Bu blog yazımızda, İçerik Pazarlaması Direktörümüz Asena Atilla Saunders ve İçerik Pazarlama Müdürümüz Burçin Genç, kurucumuz Eren Koçyiğit’in “başarılı bir İçerik Pazarlama Stratejisi oluşturma ve yönetme” hakkındaki sorularını yanıtlıyor. Keyifli okumalar!

NBT Webinarı: Büyüme Odaklı Pazarlama’da Aylık İçerik Pazarlaması Planı Nasıl Yapılır?

Her webinarımızın başında olduğu gibi Eren, Büyüme Odaklı Pazarlama’nın (growth marketing) yapısı hakkında kısa bir bilgi vererek İçerik Pazarlaması’nın her süreci nasıl kapsadığı hakkında konuştu.

Ve ardından, online öğrenme platformumuz olan Growth Marketing Hub görselleri üzerinden içerik pazarlaması taktiklerini oluşturmadan önce markayı/çözümü veya ürünü tanımlamanın önemini açıkladı.

Webinarın geri kalan kısmını aşağıdan okuyabilirsiniz:

EREN: İçerik planlaması yaparken marka-ürün seçiminin ardından neden persona seçimi yapılması gerekiyor? Burda farklı personalar için içerik üretirken ve persona özelliklerine göre içerik oluştururken nelere dikkat ediyorsunuz? 

ASENA: 

İdeal müşterilerinizin varsayımsal ve genel temsili olan personaları baştan tanımlamak, gelecekteki pazarlama faaliyetleriniz için oldukça önemli. İçerikleri farklı personalara göre oluşturuyoruz çünkü her personanın amacı ve karşılaştığı zorluklar farklılık gösteriyor. Bu sebeple birebir aynı ürünü iki farklı persona için tamamen farklı bir içerikle anlatmak gerekebiliyor.

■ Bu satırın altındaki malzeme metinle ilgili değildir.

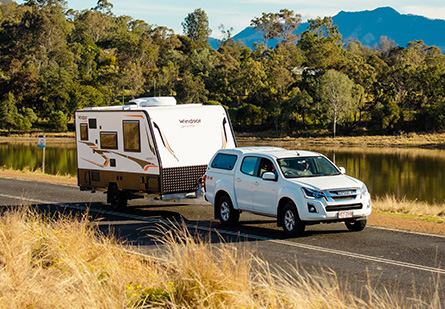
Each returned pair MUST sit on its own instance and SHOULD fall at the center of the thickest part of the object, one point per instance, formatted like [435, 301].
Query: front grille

Ben süreklilik olması açısından geçen hafta Ezgi’nin anlattığı “digital coaching platformu” sağlayan HR tech firmasından örnek vereceğim. Buradaki ilk personamız “Talent Management Direktörü”. Bu personanın en önemli hedefi yöneticilerine ölçülebilir, raporlanabilir ve verimliliği gösterebilecek somut bir veri sunmak. Bu sebeple bu personaya, platformun bu özelliklerini parlattığımız içeriklerle gidiyoruz. 

C-level personası (CHRO) da, konuya daha geniş spektrumdan yani sektör nereye gidiyor gibi konulara daha üstten ve yenilikçi bakış açısıyla bakıyor ve şirketine belli bir vizyon sağlaması gerekiyor. Bu sebeple bu personayla “future of work”, “leadership 4.0” gibi konulardaki içeriklerle iletişime girmek gerekiyor.

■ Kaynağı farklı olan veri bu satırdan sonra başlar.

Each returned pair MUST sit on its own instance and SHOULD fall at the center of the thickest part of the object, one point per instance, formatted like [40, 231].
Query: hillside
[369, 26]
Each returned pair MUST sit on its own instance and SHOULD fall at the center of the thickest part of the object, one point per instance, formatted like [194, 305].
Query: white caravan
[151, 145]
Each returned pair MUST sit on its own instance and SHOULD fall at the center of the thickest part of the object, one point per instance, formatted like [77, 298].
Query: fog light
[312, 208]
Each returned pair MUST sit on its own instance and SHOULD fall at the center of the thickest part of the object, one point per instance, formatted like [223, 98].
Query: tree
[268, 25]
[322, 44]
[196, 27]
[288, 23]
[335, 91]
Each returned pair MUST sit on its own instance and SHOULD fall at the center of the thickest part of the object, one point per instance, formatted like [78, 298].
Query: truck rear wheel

Bir diğer persona da platformu kullanan son kullanıcılar veya direktörler. Bunların hedefleri de kendilerinin ve ekiplerinin kariyerlerini geliştirmek ve motivasyonla etkileşim sağlamak. Onlara da bu doğrultudaki içeriklerle iletişime girmek gerekiyor.

Yani görüldüğü üzere aynı ürün için bu 3 farklı personaya hazırladığımız içerikler birbirinden farklı oluyor. Bu sebeple persona seçimi oldukça önemli diyebilirim.

BURÇİN:

Ben bu konuya çocukların zihinsel gelişimini desteklemek için özel olarak tasarlanmış, Türkiye ve dünya genelinde de çok yüksek miktarlarda kullanıcısı olan bir uygulama üzerinden giderek değinmek isterim. 

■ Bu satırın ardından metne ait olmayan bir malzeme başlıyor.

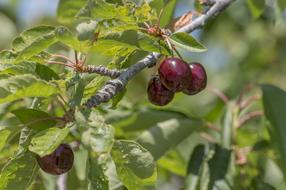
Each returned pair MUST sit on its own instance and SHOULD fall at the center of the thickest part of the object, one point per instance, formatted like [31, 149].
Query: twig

Şimdi aslında pazarlama aktivitelerinde içerik, potansiyel tüketiciyle buluştuğunuz, kendinizi ifade ettiğiniz ve tüm stratejilerinizin aslında bir personaya dönüştüğü nokta. Burada da doğal olarak ürününüzün faydası kime hizmet ediyorsa ve markanız kimlere hitap ediyorsa onların algılarına, beklentilerine ve ihtiyaçlarına göre bir iletişim yolu şekillendirmek gerekiyor. Bu nedenle bu kurguyu oluştururken hangi personaya konuştuğumuz büyük derecede önem taşıyor.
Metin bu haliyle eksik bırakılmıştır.